A recent issue of Christianity Today (Jan.-Feb. 2015) magazine has the story of two conversions. I think conversion stories have a lot to teach us, and I cherish reading those of people who want to go public with their personal journeys.
One of the two conversion stories is that of Gregory Alan Thornbury, president of King’s College and an authority on mid-century evangelical theologian Carl Henry, of whom more in a moment. Thornbury grew up in Lewisburg, Pennsylvania, home of Bucknell University. He was the son of a Baptist pastor and a kind of preacher’s Wunderkind in his teenage years. Then he went away to college, where he was exposed to what used to be called ‘higher criticism.”
Higher criticism was (and still is) the application of literary analysis to the Bible that had the effect of reducing the scriptures to a compilation of a variety of texts and traditions. Today you encounter an extreme form of this method in the Jesus Seminar and in the books by Bart Ehrman. I remember my own first brush with a particular strain of higher criticism called by the German name Formgeschichte while a student at Princeton Seminary in the 1970s. For me it was disorienting; for Gregory Alan Thornbury, it was nearly lethal. “Any sense that the Bible was divinely inspired and trustworthy,” he writes, “or that the creeds had metaphysical gravitas, started to seem implausible.”
Discouraged, he called his father one evening. The wise pastor counseled his son to turn to the works of a new theologian by the name of Carl Henry. Henry’s systematic theology, God, Revelation and Authority, had recently appeared, and was having a deep impact on evangelical scholars. Young Thornbury went to the library and found the work. “I kept reading for days on end. I cried and kept searching, and genuine faith began to awaken… Because Henry was a philosopher defending biblical authority, I rallied.”
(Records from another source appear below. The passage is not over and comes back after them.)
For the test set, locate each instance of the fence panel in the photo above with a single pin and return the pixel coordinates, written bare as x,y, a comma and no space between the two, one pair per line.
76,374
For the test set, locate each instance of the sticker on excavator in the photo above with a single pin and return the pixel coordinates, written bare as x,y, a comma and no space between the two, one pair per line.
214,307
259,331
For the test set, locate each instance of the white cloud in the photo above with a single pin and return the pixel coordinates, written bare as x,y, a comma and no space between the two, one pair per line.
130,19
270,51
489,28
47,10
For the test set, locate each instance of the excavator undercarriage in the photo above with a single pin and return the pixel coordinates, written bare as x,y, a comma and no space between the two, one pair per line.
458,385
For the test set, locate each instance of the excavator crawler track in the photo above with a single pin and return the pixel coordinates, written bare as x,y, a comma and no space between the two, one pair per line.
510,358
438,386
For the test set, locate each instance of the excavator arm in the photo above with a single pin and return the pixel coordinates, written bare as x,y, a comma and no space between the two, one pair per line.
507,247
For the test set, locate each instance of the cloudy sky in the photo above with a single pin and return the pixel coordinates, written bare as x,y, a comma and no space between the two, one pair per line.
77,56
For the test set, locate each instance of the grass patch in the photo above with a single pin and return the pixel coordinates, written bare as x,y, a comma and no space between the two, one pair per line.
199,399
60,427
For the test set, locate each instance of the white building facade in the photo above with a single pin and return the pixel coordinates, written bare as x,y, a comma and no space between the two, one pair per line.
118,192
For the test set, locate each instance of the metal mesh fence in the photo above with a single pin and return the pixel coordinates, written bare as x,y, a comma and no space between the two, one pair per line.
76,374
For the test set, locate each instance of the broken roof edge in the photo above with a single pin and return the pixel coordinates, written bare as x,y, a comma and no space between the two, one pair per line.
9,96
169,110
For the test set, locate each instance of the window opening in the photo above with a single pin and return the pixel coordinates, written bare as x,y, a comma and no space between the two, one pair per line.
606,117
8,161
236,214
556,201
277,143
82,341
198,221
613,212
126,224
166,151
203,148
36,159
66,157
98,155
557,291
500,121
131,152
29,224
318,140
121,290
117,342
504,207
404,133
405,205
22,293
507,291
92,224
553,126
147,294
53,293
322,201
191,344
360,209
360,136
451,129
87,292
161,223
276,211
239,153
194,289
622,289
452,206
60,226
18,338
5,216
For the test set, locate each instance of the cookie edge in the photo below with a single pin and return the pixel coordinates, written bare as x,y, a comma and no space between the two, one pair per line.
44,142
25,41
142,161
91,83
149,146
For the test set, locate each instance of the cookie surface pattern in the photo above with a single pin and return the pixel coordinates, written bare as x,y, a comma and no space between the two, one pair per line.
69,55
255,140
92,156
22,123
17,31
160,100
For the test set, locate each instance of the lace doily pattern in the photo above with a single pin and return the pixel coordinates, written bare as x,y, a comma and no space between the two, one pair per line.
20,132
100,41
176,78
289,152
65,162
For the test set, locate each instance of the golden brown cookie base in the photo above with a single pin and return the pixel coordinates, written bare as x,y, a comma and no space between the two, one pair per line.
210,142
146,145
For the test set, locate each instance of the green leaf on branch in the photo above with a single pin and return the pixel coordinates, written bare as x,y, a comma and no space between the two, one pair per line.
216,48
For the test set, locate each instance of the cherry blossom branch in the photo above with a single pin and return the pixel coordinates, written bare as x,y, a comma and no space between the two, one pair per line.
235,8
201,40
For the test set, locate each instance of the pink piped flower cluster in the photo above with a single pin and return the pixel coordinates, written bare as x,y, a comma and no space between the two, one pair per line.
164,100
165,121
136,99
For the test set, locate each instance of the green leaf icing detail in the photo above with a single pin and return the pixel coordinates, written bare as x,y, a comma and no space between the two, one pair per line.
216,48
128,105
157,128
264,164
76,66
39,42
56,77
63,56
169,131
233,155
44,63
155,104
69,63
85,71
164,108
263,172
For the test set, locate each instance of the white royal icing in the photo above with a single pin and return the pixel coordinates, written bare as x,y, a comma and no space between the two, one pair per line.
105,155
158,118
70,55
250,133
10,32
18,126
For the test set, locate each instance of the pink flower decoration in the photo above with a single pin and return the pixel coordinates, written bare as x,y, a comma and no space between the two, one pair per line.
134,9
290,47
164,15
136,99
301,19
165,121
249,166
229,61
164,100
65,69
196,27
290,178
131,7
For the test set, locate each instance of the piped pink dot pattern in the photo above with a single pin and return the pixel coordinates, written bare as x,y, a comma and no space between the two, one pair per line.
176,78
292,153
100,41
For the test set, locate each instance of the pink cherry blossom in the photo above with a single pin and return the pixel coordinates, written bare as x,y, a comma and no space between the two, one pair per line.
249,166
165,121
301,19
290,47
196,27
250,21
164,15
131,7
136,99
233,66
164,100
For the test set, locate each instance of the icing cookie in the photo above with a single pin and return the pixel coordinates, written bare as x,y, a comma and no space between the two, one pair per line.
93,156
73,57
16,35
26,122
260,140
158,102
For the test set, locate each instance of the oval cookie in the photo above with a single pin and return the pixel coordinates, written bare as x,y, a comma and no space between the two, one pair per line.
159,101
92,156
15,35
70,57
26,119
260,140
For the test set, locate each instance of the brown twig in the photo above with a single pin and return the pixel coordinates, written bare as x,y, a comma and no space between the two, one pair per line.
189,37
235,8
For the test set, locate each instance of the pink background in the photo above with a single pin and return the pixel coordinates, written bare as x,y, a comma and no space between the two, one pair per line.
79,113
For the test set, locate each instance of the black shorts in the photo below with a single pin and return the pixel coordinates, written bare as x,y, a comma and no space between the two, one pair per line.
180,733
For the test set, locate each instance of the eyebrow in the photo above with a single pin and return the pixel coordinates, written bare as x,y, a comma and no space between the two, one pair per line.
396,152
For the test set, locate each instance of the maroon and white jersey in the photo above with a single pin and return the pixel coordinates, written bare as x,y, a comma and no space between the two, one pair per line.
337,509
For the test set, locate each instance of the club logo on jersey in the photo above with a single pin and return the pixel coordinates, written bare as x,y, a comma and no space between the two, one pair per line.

Carl Henry “combined head and heart,” Thornbury writes. The young man had had plenty of heart in his boyhood religion, but he lacked the intellectual equipage to deal with the skepticism that met him in the academy and in a world that is increasingly secular.
God brings great theologians and Christian thinkers along at critical times in the world’s history. Perhaps no theologian of our time has had such a salutary impression on evangelical Christians as Alister McGrath, professor of science and religion at Oxford University. McGrath’s small book of essays, The Passionate Intellect has been a great help to me, and I look forward to reading his recent biography of C. S. Lewis. He is the author of many other important books. McGrath combines a deep grasp of modern science with classic Christian theology.
And it is to McGrath’s conversion story that we turn next from the pages of Christianity Today.
McGrath’s “first conversion” in college was largely an intellectual persuasion that Christ was Redeemer and Lord. He had previously been, in his words, “an aggressive atheist, utterly convinced of the godless worldview.” That first spiritual experience was in 1971. Yet over the next two years as a Christian, he sensed that something was missing. One day he went off to a hillside with his Bible and read carefully the book of Philippians. The magnificent portrait of Christ that is found in that short work of St. Paul completely reinvigorated McGrath’s faith.
“I grasped the importance of ‘spirituality’ for nourishing my relationship with God,” he writes. “And the great ‘Christ hymn’ (Philippians 2:5-11) helped me see my need to focus on Jesus’ life and death, and not approach him through a depersonalizing framework of abstract ideas. Previously I had tended to see my faith as something I needed to sustain; now I realized it could sustain me.”
Two men, two conversions, one convergence.
Young Thornbury had imbibed a childhood faith that was largely emotional but lacked a robust dimension of the mind. Young McGrath had an intellectual understanding of Christ, a knowledge about Jesus Christ, but he needed a personal knowledge of Christ. Each came from a different end of the mind-heart continuum and met in the middle, the vital middle, where true, mature faith in Christ is found.
We should not be surprised. Jesus told us to love God with all our heart, mind and soul.
I sense that today it is much more the case that Christians need to develop their minds (Romans 12:1-2) than their hearts. We have a strong affective faith, and our churches are full of praise music, but most Christians are ill-equipped to deal with the challenges of an aggressively secular culture. We could do worse than to go to the library and pick up a book by–who else?–Alister McGrath.